It’s been a hot summer – not just in the UAE but all over the world, as the World Meteorological Organisation (WMO) says that global heat records are being smashed. It’s set to be Earth’s hottest year on record, and in the UAE we’ve certainly felt it.

According to Gulf News, the region’s hottest days are almost behind us. A forecaster has said that, although the last two months have seen the maximum temperature reach 48-50 degrees Celsius, it’s about to get cooler.

“Starting on August 22, the temperatures will gradually decrease. As to how much, we cannot really say as it varies from year to year but we estimate this year to be between 2 degrees Celsius and 4 degrees Celsius initially,” a forecaster from the National Centre of Meteorology and Seismology (NCMS) told Gulf News.

The forecaster also warned residents not to rely too heavily on temperature readings in their cars, on apps, and on internet weather sites. At NCMS they use the Stevenson screen, which is placed in an area with perfect conditions for reading an accurate temperature.

This news will no doubt please residents who have had a hot few months. Around the world, we’ve had record breaking temperatures this year.

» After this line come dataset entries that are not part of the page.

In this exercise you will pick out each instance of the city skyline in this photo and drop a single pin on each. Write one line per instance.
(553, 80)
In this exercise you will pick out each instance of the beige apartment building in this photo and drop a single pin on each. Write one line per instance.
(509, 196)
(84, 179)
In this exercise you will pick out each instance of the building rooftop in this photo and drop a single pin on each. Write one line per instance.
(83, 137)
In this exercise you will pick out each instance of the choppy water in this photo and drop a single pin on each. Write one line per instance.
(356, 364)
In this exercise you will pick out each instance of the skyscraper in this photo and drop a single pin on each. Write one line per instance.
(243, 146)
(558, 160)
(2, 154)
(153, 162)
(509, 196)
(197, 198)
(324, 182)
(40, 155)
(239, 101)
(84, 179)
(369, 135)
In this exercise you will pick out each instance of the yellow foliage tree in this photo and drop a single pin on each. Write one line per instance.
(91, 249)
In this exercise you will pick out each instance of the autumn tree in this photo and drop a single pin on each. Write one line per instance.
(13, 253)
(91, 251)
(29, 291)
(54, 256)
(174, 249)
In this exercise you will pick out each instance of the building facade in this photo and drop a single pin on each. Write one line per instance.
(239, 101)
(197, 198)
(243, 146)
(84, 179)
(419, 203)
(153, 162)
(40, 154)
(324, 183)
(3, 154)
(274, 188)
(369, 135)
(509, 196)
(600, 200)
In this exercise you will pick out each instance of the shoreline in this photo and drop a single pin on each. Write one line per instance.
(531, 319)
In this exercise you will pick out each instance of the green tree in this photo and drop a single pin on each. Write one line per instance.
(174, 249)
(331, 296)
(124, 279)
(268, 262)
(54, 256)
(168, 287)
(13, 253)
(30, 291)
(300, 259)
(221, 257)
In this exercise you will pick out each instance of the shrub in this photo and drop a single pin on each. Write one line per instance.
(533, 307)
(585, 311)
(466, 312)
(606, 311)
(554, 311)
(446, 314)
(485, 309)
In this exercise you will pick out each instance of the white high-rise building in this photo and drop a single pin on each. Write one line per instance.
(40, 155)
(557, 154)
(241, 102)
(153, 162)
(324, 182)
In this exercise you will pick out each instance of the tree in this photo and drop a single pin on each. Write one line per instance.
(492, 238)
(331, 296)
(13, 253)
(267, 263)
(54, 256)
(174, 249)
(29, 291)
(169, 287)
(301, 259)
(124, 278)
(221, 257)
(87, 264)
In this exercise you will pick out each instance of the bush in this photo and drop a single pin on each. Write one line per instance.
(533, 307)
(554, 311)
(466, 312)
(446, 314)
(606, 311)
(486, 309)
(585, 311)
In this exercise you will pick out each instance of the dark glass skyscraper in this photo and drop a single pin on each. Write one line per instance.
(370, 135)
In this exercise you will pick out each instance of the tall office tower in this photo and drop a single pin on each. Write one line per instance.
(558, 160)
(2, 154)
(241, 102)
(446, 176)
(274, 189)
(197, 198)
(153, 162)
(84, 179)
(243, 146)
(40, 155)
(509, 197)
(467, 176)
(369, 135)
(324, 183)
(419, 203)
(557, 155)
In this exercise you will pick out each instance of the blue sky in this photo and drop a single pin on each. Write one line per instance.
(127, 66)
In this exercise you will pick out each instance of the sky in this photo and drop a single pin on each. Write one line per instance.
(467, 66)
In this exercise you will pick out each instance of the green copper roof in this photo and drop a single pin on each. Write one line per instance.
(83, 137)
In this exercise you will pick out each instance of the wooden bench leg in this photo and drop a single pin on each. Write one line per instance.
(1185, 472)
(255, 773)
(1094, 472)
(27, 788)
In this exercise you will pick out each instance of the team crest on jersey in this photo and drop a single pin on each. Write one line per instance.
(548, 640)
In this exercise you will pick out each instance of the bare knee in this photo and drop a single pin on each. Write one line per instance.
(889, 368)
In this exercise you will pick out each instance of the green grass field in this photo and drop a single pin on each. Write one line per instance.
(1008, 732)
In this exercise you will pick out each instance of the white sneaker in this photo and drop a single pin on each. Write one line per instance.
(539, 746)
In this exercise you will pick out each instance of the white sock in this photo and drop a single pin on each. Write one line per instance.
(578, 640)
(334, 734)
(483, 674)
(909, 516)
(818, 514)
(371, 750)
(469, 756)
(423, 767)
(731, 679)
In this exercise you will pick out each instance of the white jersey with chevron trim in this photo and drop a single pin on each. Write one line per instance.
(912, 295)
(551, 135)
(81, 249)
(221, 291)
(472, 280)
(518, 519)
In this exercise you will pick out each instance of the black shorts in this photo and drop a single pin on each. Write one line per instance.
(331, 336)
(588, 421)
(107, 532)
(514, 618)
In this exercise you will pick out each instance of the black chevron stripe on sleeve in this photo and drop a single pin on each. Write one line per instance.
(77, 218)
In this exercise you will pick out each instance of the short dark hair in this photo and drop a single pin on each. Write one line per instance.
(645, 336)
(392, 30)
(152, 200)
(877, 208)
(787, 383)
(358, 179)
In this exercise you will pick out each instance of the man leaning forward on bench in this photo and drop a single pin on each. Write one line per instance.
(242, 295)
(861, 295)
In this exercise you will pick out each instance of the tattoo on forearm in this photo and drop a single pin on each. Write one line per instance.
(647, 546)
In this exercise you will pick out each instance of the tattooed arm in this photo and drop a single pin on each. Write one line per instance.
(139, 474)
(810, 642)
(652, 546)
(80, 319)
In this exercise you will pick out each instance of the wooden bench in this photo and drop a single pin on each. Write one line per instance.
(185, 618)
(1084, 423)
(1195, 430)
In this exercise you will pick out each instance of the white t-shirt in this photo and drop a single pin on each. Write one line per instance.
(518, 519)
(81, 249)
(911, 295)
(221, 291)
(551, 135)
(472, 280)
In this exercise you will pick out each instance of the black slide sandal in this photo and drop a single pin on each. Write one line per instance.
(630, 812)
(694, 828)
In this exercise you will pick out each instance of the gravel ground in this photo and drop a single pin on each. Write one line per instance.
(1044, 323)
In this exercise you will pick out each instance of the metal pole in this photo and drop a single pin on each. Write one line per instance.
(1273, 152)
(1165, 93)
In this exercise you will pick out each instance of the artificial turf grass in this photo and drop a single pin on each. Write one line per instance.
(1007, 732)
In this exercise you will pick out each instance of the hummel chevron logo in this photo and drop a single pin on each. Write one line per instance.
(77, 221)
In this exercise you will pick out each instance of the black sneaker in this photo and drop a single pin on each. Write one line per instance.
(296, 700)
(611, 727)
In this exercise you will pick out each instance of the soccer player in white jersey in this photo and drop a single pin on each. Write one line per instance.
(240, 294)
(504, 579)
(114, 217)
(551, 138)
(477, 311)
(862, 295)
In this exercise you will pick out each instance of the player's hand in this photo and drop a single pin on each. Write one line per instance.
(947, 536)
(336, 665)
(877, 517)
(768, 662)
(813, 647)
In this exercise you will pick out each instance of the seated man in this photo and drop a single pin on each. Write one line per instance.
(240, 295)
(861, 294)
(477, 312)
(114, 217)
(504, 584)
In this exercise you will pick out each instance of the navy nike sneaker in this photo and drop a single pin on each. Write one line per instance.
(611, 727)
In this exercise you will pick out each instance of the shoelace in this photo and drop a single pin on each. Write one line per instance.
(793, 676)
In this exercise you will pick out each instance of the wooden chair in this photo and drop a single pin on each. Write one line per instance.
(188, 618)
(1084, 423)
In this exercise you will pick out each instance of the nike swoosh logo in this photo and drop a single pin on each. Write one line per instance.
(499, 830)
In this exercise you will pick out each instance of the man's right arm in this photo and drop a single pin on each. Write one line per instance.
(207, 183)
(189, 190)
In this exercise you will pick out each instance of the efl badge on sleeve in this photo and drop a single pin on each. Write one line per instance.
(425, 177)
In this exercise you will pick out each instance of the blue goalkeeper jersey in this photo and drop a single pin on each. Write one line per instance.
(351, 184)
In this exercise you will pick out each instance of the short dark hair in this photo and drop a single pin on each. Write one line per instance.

This comes after reports of the temperature reaching 54 degrees Celsius in Kuwait, which is currently being analysed to confirm if it is a new record for the eastern hemisphere. The world record is currently held by Furnace Creek in Death Valley, California, which reached a high of 56.7 Celsius back in 1913.

The fact that this year has seen the warmest six months on record has prompted NASA to share midyear climate analysis for the first time. According to officials, 2015’s current title as the hottest year on record is about to be outdone. Gavin Schmidt, director of NASA’s Goddard Institute for Space Studies in New York City, has said that there is a 99 percent probability that we’re currently in the hottest year.

Numerous reports claim that scientists were somewhat caught off-guard by the heat, stating that, despite the fact that extreme weather is now more frequent, the World Climate Research Programme was surprised.

“What concerns me most is that we didn’t anticipate these temperature jumps,” David Carlson, director of the WMO’s climate research programme, told Reuters. “Massive temperature hikes, but also extreme events like floodings, have become the new normal. The ice melt rates recorded in the first half of 2016, for example – we don’t usually see those until later in the year.”